Tak. Ostatnio zapowiedzieli. Wyjdzie w grudniu i ma być to przygoda na 3-4 godziny.
Myślałem o czymś dłuższym, bardziej jak Lost Legacy albo Miles Morales. Z drugiej strony Gearsy nie należą do gier na kilkadziesiąt godzin, więc pewnie ma to sens. Niemniej nie ma hype'u wokół tego - sam dowiedziałem się o tym przypadkowo chyba dwa tygodonie temu.
PS5
- GT7
- Ratchet
- Horizon 2
- God of War 2
Tu trzeba by dodać jeszcze FFXVI i z czasowych GhostWire Tokyo i DeathLoop. Przynajmniej w kwestii tych większych gier.
XSX|S
- Halo
- Forza
- Hellblade 2
Z tej listy to chyba tylko Halo ma potwierdzony rok. Można się domyślać, ale to jednak domysły. W takim razie powinniśmy coś usunąć z listy PS5 (np. GoW) bo pewnie się przesunie.

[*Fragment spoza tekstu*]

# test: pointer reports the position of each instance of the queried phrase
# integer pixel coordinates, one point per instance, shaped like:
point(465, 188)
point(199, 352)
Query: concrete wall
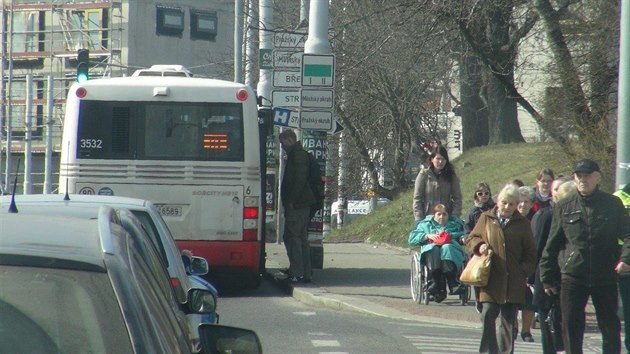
point(143, 47)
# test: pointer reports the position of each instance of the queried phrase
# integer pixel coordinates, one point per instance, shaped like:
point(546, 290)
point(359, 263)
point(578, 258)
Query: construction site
point(40, 42)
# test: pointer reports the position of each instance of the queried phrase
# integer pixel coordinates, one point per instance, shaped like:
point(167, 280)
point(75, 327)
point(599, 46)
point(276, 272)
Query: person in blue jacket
point(443, 260)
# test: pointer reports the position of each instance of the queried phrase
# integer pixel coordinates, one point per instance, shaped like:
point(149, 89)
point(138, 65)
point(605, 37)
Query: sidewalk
point(372, 279)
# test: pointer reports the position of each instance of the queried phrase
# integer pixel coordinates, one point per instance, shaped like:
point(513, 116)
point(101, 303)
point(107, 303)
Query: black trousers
point(624, 289)
point(489, 314)
point(573, 300)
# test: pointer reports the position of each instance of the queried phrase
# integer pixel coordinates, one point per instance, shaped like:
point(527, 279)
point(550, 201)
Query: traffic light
point(83, 64)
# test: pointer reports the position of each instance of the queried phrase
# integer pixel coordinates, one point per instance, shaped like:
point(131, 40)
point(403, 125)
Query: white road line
point(317, 343)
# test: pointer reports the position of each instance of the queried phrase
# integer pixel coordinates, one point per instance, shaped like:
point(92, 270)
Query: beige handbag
point(477, 271)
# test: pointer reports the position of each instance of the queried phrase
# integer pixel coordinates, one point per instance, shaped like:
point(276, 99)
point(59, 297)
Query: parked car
point(87, 206)
point(76, 285)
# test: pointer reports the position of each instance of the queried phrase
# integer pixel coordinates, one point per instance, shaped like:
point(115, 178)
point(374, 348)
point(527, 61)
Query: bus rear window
point(160, 131)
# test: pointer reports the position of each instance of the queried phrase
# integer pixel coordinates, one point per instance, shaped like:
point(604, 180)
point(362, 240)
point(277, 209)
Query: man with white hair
point(587, 227)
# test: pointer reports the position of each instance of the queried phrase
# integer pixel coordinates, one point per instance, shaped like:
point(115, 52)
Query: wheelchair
point(420, 283)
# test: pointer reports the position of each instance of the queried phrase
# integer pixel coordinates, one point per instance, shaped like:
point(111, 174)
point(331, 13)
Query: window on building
point(169, 21)
point(28, 34)
point(89, 29)
point(203, 25)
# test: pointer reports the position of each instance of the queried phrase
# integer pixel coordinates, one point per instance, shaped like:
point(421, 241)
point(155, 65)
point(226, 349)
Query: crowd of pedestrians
point(554, 245)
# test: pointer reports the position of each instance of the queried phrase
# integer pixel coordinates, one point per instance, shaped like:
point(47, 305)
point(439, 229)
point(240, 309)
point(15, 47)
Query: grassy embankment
point(496, 165)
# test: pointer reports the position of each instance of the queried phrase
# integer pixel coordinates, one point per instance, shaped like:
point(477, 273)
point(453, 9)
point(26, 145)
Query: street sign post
point(318, 70)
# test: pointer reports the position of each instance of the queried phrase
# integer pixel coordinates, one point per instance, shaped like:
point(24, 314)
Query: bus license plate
point(169, 210)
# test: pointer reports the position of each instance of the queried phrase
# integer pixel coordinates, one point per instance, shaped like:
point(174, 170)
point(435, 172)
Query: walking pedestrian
point(437, 183)
point(526, 200)
point(483, 202)
point(624, 276)
point(543, 189)
point(505, 232)
point(586, 227)
point(297, 199)
point(550, 323)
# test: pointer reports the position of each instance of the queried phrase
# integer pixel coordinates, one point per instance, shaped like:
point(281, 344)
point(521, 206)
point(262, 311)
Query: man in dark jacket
point(587, 228)
point(297, 198)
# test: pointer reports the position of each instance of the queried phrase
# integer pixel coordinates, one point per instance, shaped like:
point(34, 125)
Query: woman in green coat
point(443, 260)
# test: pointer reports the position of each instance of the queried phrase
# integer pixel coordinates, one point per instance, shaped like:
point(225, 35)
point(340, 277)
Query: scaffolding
point(40, 39)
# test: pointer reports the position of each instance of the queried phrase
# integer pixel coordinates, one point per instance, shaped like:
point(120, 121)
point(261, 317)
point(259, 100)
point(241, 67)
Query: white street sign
point(318, 70)
point(316, 120)
point(285, 98)
point(285, 78)
point(286, 118)
point(287, 59)
point(289, 40)
point(316, 98)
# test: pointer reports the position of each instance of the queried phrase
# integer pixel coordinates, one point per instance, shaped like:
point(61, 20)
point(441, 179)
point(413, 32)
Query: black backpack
point(316, 182)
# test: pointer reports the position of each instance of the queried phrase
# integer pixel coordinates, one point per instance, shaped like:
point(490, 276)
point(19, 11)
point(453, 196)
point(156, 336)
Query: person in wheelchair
point(441, 251)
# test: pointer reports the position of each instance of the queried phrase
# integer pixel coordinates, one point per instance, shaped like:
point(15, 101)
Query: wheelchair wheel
point(416, 279)
point(425, 279)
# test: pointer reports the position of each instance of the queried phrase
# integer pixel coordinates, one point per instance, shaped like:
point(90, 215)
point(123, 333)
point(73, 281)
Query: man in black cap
point(583, 256)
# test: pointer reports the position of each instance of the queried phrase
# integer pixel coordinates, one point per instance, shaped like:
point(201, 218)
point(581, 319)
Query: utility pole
point(318, 43)
point(623, 111)
point(238, 41)
point(250, 45)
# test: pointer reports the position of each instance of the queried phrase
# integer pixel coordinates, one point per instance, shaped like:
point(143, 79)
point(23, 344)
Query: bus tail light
point(81, 92)
point(242, 95)
point(250, 218)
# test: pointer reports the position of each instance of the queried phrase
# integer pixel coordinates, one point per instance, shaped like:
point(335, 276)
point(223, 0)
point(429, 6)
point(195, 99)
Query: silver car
point(94, 285)
point(87, 206)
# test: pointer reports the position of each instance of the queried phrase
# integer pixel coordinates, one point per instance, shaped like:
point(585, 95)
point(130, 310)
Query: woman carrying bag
point(508, 235)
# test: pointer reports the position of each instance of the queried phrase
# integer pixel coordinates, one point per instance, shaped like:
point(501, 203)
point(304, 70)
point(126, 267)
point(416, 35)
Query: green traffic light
point(82, 77)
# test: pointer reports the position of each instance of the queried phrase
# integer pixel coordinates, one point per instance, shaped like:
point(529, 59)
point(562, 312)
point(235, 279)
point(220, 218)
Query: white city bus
point(190, 145)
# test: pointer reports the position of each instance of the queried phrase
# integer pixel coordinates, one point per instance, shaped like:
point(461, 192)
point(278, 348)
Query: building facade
point(40, 40)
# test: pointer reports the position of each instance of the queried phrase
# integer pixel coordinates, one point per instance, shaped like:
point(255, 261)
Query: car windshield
point(49, 310)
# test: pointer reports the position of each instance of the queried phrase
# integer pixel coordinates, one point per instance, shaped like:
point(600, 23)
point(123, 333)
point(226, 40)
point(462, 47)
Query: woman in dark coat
point(505, 232)
point(541, 223)
point(437, 183)
point(483, 202)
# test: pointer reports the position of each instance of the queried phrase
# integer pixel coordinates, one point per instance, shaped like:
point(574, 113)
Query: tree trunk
point(473, 110)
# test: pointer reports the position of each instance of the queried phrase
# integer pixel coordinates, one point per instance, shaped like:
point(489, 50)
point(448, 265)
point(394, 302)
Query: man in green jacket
point(624, 277)
point(297, 199)
point(584, 257)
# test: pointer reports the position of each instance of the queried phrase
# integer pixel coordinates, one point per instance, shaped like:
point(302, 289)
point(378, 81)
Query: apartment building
point(40, 40)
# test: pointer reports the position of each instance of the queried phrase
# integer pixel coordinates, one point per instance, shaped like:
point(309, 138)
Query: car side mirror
point(226, 339)
point(199, 266)
point(201, 301)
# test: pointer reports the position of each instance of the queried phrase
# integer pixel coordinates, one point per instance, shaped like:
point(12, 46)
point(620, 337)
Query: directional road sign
point(287, 59)
point(310, 98)
point(286, 78)
point(289, 40)
point(285, 98)
point(318, 70)
point(316, 120)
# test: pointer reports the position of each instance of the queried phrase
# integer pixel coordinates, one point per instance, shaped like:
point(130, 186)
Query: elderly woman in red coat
point(509, 235)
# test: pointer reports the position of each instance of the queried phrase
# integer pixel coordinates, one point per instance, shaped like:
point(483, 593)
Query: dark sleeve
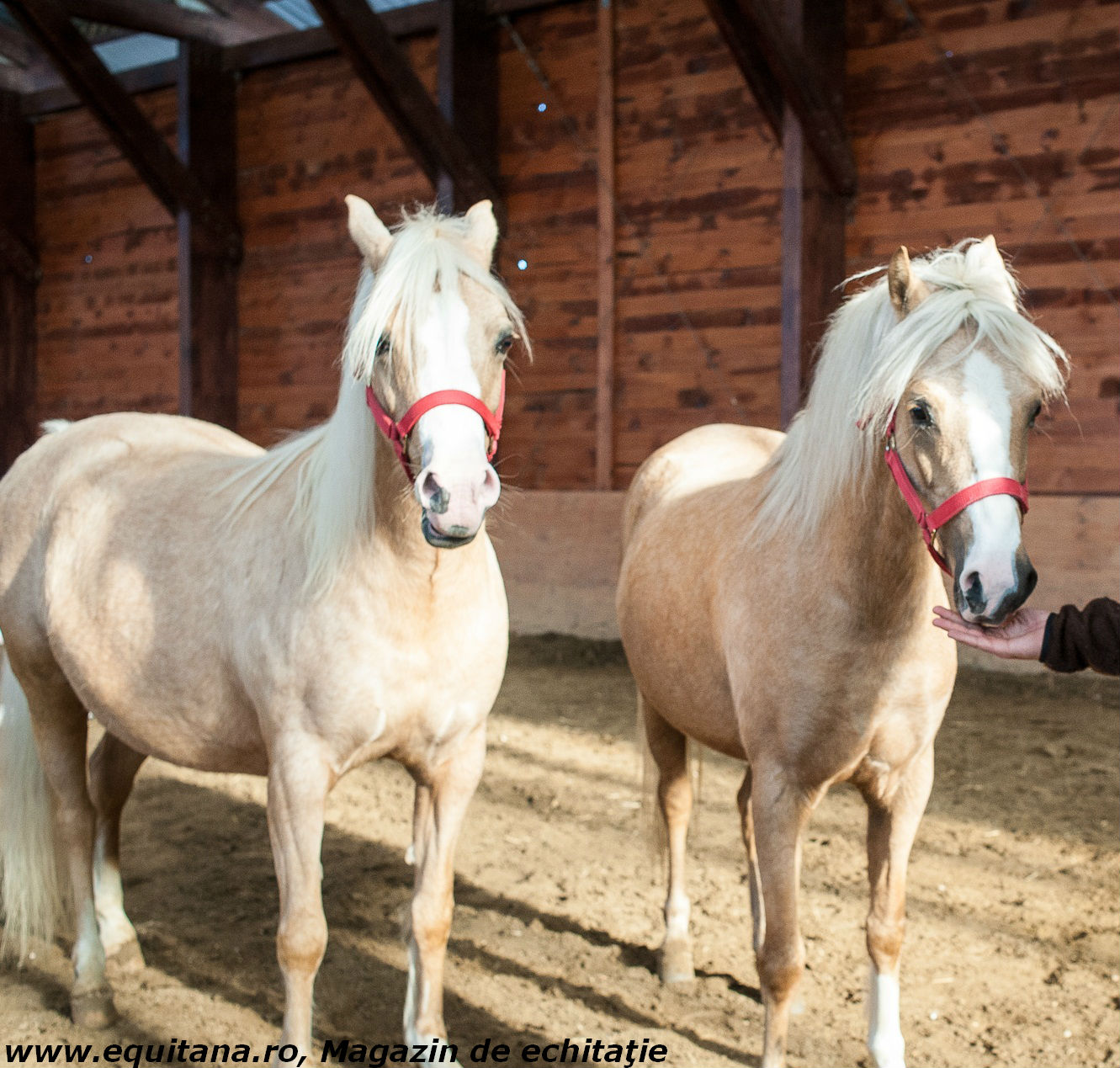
point(1086, 638)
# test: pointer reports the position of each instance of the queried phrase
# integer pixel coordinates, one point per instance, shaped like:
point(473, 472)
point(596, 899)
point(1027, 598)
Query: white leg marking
point(677, 910)
point(884, 1034)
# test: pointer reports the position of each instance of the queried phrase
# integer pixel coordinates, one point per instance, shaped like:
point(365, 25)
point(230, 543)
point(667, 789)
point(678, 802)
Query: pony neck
point(876, 550)
point(396, 514)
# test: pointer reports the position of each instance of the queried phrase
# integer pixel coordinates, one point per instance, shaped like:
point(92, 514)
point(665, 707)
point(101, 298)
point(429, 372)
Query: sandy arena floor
point(1012, 953)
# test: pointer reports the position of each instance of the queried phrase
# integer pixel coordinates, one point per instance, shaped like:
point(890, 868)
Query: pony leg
point(112, 770)
point(747, 821)
point(440, 807)
point(892, 825)
point(300, 779)
point(669, 749)
point(60, 723)
point(781, 810)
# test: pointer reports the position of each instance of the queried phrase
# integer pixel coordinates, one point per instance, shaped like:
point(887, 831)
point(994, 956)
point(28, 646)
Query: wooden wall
point(698, 192)
point(1002, 118)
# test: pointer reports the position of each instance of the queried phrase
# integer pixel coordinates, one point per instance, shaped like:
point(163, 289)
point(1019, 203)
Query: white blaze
point(452, 437)
point(995, 530)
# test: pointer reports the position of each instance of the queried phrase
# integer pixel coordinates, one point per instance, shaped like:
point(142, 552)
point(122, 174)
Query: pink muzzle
point(398, 432)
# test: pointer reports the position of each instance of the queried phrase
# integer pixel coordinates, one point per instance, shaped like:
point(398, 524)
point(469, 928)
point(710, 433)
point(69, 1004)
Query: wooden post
point(19, 276)
point(466, 92)
point(812, 210)
point(605, 364)
point(207, 270)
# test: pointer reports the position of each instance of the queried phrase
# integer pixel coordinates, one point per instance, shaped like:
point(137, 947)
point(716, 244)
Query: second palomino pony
point(291, 614)
point(775, 600)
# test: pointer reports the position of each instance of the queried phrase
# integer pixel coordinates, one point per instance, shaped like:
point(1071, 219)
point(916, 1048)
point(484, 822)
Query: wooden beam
point(466, 91)
point(751, 61)
point(17, 284)
point(386, 73)
point(48, 24)
point(16, 47)
point(813, 213)
point(167, 19)
point(46, 98)
point(207, 276)
point(605, 359)
point(758, 34)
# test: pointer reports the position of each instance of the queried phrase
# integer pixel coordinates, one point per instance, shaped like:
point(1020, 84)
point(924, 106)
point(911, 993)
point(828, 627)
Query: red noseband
point(398, 432)
point(930, 523)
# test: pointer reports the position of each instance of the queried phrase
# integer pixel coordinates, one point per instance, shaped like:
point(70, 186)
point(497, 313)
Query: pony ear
point(906, 290)
point(369, 232)
point(481, 233)
point(995, 263)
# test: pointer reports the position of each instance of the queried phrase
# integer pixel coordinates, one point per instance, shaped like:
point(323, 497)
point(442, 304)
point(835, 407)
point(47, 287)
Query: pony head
point(941, 345)
point(965, 409)
point(430, 316)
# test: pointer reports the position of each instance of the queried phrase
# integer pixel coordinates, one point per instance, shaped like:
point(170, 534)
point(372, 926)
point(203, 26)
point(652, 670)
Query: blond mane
point(868, 357)
point(334, 494)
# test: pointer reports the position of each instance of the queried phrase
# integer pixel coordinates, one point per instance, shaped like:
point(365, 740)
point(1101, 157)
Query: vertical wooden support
point(466, 91)
point(812, 211)
point(207, 267)
point(605, 364)
point(18, 280)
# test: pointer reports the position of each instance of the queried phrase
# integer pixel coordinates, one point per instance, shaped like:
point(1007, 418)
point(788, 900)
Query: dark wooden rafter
point(18, 278)
point(383, 67)
point(170, 20)
point(466, 91)
point(207, 109)
point(772, 61)
point(50, 26)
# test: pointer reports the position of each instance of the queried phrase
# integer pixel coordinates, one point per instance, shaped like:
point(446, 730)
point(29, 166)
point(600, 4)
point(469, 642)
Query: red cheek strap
point(930, 523)
point(398, 432)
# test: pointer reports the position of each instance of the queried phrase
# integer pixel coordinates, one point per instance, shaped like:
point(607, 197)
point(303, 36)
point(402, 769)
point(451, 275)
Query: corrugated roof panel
point(303, 16)
point(137, 50)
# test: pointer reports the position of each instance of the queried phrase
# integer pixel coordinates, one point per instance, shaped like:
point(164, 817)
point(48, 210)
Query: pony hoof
point(127, 959)
point(677, 963)
point(94, 1010)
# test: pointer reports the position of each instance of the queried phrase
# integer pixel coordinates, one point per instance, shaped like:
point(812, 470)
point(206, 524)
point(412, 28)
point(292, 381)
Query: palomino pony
point(290, 614)
point(775, 600)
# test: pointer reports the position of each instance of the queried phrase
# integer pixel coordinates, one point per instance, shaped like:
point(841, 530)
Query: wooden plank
point(605, 156)
point(579, 534)
point(385, 72)
point(466, 90)
point(47, 21)
point(18, 284)
point(207, 274)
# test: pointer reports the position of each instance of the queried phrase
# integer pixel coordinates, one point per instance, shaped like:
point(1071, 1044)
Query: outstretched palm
point(1019, 637)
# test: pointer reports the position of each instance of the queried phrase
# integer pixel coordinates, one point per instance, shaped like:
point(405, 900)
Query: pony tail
point(28, 864)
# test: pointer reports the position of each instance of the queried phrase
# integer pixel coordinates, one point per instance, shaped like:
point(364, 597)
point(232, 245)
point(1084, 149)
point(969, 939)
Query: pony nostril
point(435, 496)
point(491, 487)
point(974, 592)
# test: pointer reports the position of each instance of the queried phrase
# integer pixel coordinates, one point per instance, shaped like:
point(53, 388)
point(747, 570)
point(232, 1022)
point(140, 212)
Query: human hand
point(1019, 637)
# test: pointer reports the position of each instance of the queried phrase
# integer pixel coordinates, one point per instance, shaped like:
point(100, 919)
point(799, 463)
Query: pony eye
point(920, 412)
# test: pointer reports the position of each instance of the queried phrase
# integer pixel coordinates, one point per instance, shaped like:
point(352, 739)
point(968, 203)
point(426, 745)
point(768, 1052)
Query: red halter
point(929, 523)
point(398, 432)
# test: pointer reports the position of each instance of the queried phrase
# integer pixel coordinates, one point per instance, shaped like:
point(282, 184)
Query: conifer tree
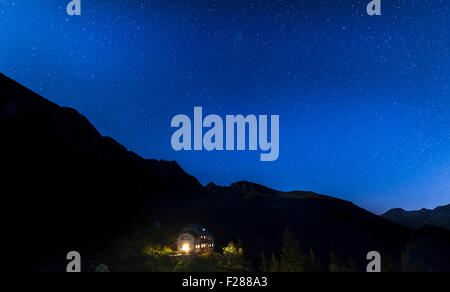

Na razie wychodzi na to, że MS przespał start generacji. Postawili wszystko na Halo (w końcu 5 lat powinno spokojnie starczyć), tymczasem 343 dało ciała i zostali bez żadnej większej gry na start systemu i okolice.
Niestety MS nawalił ostro, w kwestii 343 to także jest ich wina. Nie dostarczali gier na XO, nie dostarczają na start XS. O tyle jest to ciekawe, że jeszcze jakiś czas temu krążyły opinie, iż to Sony może nie być gotowe, bo stale wspierało PS4, zaś MS zbroi się na nowe rozdanie. Podawano tez za przykład początek tej generacji. Ta...
Zakupy studiów zaczęły się w 2018, więc nie może dziwić, że większość z nich jeszcze w pocie czoła dłubie nad swoimi projektami.
Właśnie dla części z tych studiów czas był, może nie na pełnoprawne duże projekty, ale nawet na mniejsze. Tym bardziej, że miały one różne gry "na taśmie". Poza tym to nawet nie chodzi o samą premierę, ale pierwszy rok obecności sprzętu na rynku.
Dlatego MS łata teraz swój lineup jak może, a że nie może za wiele (w tej chwili) to dalej pompuje hype na wsteczną kompatybilność, która choć jest fajnym featurem, to tylko dodatek (który też nie jest wyjątkową cechą Xboxa, choć oczywiście MS kładzie na to większy nacisk).
Choć żadna z nadchodzących konsol nie ma tłustego lineup'u, to jednak Sony oferuje coś więcej. Dla mnie przeważnie było tak, że premierowe gry nie były za specjalne, ale coś tam zawsze się znalazło. Tak jest też z PS5, z XSX nie i to jest szokujące.
Imo (jeśli chodzi o gry, ich ilość i jakość) to 2021 będzie należeć do Sony a 2022 do MS.
Możliwe, ale po stronie MS są dalej tylko obietnice i domysły. Ex'ów na pewno przybędzie w 2022, ale zobaczymy jak będzie z ilością i jakością - sam fakt posiadania tylu studiów nie oznacza jeszcze sukcesu. Dobrze rokuje, ale plan wydawniczy nie jest pewny. Nie można jednak zapominać, że Sony nie odsłoniło kart na 2022, na pewno będzie miało czym się pochwalić. Według mnie walka będzie wyrównana w 2022 roku.
Nie ma chyba po co dalej ciągnąć ten temat, sam widzę jak często się powtarzam. Jest jak jest, wiemy o tym od dłuższego czasu. Obyśmy mogli spojrzeć na start nowej generacji przychylniejszym okiem za rok, albo dwa lata, mając masę świetnych gier do ogrywania.